Vodafone saw growing service revenue in the first half, as the telecoms giant said it hopes to wrap up its merger with mobile network Three by early 2025.

The London-listed company said service revenue rose 1.7% year-on-year to 15.1 billion euros (£12.5 billion) despite a slump in Germany, its biggest market, because of a change in the law.

Vodafone said it expects to complete its tie up with Three UK early next year, as it waits for a final decision on the deal from the competition regulator on December 7.

The merger is expected to be completed in 2025 (PA)
The merger is expected to be completed in 2025 (PA)

The Competition and Markets Authority is investigating the deal, which would create the largest mobile operator in the UK, but has indicated it is likely to get the green light.

“We will continue to constructively engage with the CMA and remain confident that we can work with them to secure approval,” Vodafone said on Tuesday.

The merger forms a part of chief executive Margherita Della Valle’s turnaround plan at the company, which also includes selling businesses in Italy, Spain and other countries.

Vodafone said it reported an operating profit of 2.4 billion euros (£2 billion) in the half ending September, up 28.3% year-on-year, mainly driven by the profit from setting an 18% stake in the Indian telecoms firm Indus Towers.

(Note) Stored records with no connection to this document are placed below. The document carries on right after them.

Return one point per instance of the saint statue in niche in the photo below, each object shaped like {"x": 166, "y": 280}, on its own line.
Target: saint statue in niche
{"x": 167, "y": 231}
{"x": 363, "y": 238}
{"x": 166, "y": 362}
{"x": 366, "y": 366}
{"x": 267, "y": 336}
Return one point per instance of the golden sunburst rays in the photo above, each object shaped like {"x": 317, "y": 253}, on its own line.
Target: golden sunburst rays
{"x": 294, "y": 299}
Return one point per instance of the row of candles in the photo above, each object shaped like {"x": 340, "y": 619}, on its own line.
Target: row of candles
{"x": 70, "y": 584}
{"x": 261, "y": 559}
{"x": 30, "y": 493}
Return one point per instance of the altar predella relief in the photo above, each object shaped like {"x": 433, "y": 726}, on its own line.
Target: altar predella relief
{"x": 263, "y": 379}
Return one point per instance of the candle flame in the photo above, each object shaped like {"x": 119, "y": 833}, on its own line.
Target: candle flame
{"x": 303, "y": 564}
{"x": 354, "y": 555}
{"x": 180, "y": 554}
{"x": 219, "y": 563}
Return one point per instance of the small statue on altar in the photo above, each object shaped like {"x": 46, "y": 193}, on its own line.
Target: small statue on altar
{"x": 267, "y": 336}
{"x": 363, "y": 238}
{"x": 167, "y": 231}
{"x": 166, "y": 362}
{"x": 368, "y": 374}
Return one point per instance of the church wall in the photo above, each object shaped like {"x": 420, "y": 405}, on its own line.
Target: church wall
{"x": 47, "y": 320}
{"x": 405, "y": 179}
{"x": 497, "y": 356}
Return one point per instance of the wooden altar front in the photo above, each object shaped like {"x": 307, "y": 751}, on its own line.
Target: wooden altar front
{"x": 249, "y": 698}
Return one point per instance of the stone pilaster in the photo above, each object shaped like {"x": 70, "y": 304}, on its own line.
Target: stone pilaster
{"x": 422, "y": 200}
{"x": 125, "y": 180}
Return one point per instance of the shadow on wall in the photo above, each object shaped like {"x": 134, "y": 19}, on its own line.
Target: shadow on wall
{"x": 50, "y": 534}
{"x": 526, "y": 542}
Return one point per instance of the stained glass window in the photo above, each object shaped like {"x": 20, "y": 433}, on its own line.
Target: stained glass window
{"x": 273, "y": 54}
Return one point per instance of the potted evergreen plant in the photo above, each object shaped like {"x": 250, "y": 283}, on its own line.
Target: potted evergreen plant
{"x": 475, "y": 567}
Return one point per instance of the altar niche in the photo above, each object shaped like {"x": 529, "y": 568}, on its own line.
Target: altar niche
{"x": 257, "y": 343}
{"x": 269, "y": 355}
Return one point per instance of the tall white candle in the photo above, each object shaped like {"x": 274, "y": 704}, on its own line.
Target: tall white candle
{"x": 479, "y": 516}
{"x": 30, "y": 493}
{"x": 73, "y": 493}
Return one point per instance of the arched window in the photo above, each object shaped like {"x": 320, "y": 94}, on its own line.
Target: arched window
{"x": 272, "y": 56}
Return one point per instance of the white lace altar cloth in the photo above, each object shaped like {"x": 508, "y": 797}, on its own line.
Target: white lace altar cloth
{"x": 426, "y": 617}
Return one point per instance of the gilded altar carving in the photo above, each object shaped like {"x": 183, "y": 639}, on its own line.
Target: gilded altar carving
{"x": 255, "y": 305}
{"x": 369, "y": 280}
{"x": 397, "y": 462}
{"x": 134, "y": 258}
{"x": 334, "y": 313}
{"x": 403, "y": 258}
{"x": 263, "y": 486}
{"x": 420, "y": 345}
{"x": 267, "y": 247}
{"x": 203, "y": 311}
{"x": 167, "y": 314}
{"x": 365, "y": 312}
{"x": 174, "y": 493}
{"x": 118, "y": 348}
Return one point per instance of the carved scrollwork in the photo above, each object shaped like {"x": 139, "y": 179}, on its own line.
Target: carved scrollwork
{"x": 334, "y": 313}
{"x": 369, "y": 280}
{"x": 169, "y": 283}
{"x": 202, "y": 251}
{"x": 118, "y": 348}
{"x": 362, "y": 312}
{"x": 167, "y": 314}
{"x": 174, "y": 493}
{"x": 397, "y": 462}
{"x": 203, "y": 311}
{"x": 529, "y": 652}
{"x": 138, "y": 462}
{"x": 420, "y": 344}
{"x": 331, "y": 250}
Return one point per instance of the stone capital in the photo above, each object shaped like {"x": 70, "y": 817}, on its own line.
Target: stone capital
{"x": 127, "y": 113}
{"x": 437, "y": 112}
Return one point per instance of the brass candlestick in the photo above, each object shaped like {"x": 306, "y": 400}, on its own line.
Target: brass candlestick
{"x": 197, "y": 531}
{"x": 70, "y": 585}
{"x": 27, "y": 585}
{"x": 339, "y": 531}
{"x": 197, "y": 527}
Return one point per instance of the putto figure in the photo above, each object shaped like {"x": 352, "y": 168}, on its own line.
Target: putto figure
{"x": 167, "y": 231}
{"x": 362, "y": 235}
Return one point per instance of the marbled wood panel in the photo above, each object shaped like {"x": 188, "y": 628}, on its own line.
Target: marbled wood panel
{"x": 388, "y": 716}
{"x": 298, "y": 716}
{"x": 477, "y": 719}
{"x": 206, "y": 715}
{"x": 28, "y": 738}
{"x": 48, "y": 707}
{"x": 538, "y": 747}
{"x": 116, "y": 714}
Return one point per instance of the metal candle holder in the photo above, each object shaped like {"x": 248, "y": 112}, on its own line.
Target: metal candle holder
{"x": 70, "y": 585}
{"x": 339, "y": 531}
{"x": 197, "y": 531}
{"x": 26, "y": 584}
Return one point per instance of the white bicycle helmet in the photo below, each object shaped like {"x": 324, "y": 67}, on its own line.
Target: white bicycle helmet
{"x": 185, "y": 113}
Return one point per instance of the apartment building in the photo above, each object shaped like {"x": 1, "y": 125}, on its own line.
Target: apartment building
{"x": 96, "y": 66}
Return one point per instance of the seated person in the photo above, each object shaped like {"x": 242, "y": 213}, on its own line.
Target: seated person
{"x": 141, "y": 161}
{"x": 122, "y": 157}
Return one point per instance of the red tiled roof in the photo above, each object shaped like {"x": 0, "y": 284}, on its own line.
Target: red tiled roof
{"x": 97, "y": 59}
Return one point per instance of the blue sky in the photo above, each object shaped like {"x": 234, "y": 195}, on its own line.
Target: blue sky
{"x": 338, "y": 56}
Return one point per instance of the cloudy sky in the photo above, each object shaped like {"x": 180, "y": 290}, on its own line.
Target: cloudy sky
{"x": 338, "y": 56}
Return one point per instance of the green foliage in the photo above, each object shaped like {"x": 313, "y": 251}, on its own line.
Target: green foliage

However, service revenue gains were offset by falling income from its key German business, after the government stopped housing associations from tying TV and rent together earlier this year.

Vodafone said service revenue in Germany fall 6.2% last quarter.

Ms Della Valle said the company is making “good progress” on the turnaround plan, with approvals for the Three merger and the disposal of its Italian business “nearing conclusion”.

“These will complete our programme to reshape the group for growth.”

She added: “We delivered good performances across our markets, with the exception of Germany, where we have been impacted as expected by the TV law change.

“I am confident that the actions we are taking will deliver growth for Vodafone this year and a further acceleration into FY26.”

Matt Britzman, senior equity analyst at Hargreaves Lansdown, said the group “continues to face several challenges before it can hope to call this turnaround complete, from major portfolio actions to persistently weak performance in the key German market”.

“The portfolio clean-up is well under way, with the Spanish unit out of the picture and Italian soon to follow, but investors will need to settle for a lower dividend level moving forward.”